Ve sonun sonunda (cumhurbaşkanlığını kim kazanırsa kazansın), ülke tarihinin en çok kutuplu Meclis’ini göreceğiz. Kimin sesinin en gür çıkacağını da…[7]

Ancak “garip” bir yoldan ilerleniyor olsa da her türlü siyasi temsiliyet bu ülkede “vücut” bulacak…

ERDOĞAN’IN GERÇEK BAŞARISIZLIĞI

Sonuç itibariyle Tayyip Erdoğan, ülke siyasi tarihine başarısızlık abidesi olarak geçecektir. 20 yıllık iktidarının ülkeyi siyasi, ekonomik, sosyal olarak geriye götürmesinden söz etmiyorum sadece, kendi kişisel siyasi hedeflerini gerçekleştiremediği için başarısızdır.

-Tek Adam Rejimi, diğer “adamları” ortadan kaldıramadı tam tersine güçlerini büyüttü. (Babacan’ı, Davutoğlu’nu hatta MHP Genel Başkanı yaptırtmadığı Akşener’i bitirdiğini sanan Erdoğan, onlara cumhurbaşkanı yardımcısı olma şansı verdi)

-Tek Adam Rejimi, karşısında ideolojik, politik ayrımları bir tarafa bırakan “garip” ama güçlü bir blok yarattı. (Oysa iddiası, sağı konsolide etmek, sola dair ne varsa düşmanlaştırmak üzerine idi)
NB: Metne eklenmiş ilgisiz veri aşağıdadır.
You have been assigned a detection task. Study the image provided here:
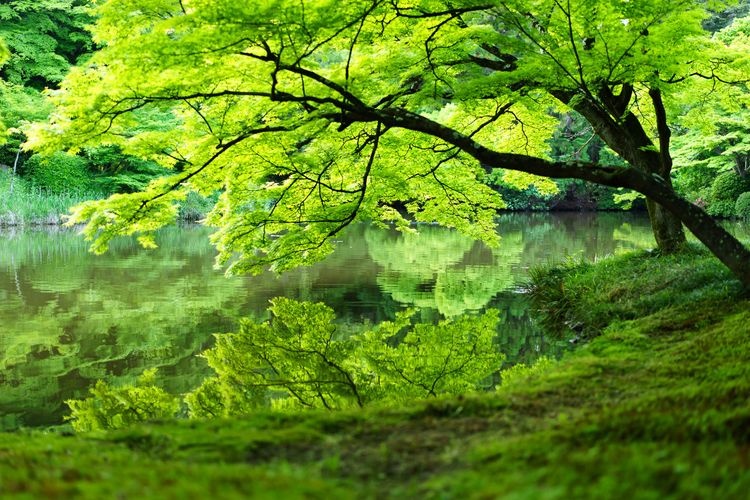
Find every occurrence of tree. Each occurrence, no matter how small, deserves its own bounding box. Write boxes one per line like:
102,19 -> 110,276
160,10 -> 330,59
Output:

-Tek Adam Rejimi, kendisinden başka hiç kimse tarafından devam ettirilemeyecek bir rejim olduğunu kanıtladı (ki bu durum kurduğu her şeyin dağıtılacağı anlamına geliyor).[8]

Ve Tek Adam Rejimi; Sola, aynı zamanda Kürt hareketine yepyeni bir müdahale kanalı açtı. Erdoğan'ın yenilmesiyle başlayacak yeni dönem; evrimsel bir genişleme dönemi olarak da siyasi iktidarı kazanmak için bir sıçrama dönemi olarak da değerlendirilebilir. Kazandığında ise “çok farklı” bir mücadele dönemi…

Seçim (ister olsun ister olmasın), siyasi yelpazeyi çok sallayacak…

NOTLAR:

[1] Etkin olmaktan kasıt, "siyasi düşüncelerini ortaya koymaya devam eden ve olağan toplantılarını yapan parti" anlamındadır.

[2] Siyasi partilerin seçimlere katılabilmesi için illerin en az yarısında teşkilat kurmuş ve büyük kongresini yapmış olması şarttır.

Bir ilde teşkilatlanma, merkez ilçesi dahil o ilin ilçelerinin en az üçte birinde teşkilat kurmayı gerektirir.

[3] İlk seçimde aradaki fark 13 729, yani karşı tarafın 4 milyon oyundan 7000 daha “çalabilse” idi, şimdi Binali başkanlık yapıyor olacaktı.

[4] Kuşkusuz HüdaPar’ı, Erdoğan için “değerli” kılan oy sayısından öte, Kürt siyasi hareketine karşı etkin bir siyasi güç oluşturma potansiyeli. HüdaPar’ın siyasi olarak meşrulaşması ve (özellikle Meclis’te) temsiliyet kazanması, bölge için sadece operasyonel bir güç olmasının yanında siyasi bir rakip olarak da örgütlenmesine yol açacak.

[5] Büyük bir günah işledim, kusura bakmayın; böyle bir birlik-beraberlik döneminde muhalefete laf ettim.

[6] Tarihte ilk kez CHP listelerinde sosyalist başkanları görebileceğiz, belki de…

[7] Bu durum, sosyalistler için iyi mi kötü mü bilemedim? Bütün sermayeyi düzenin hukuki ve “demokratik” kurallarla işleyeceğine yüklemek?

Bu arada (kusura bakılmasın ama) solcu olmayan kitlenin dipnotlara bakmayacağını sanarak buralara sıkıştırılmak zorunda olan mesajı da iletmek gerek; aylardır “sandıkla işimiz olmaz” diyen solcularımızın, sandık ortaya konduğu zaman “nasıl farkına” vardıklarını not etmek lazım.

[8] Bu seçimi kazansa bile bu durum değişmeyecek. Çok değil, on yıl sonra bile Erdoğan dönemi, bir anomali olarak tarihte yerini alacak.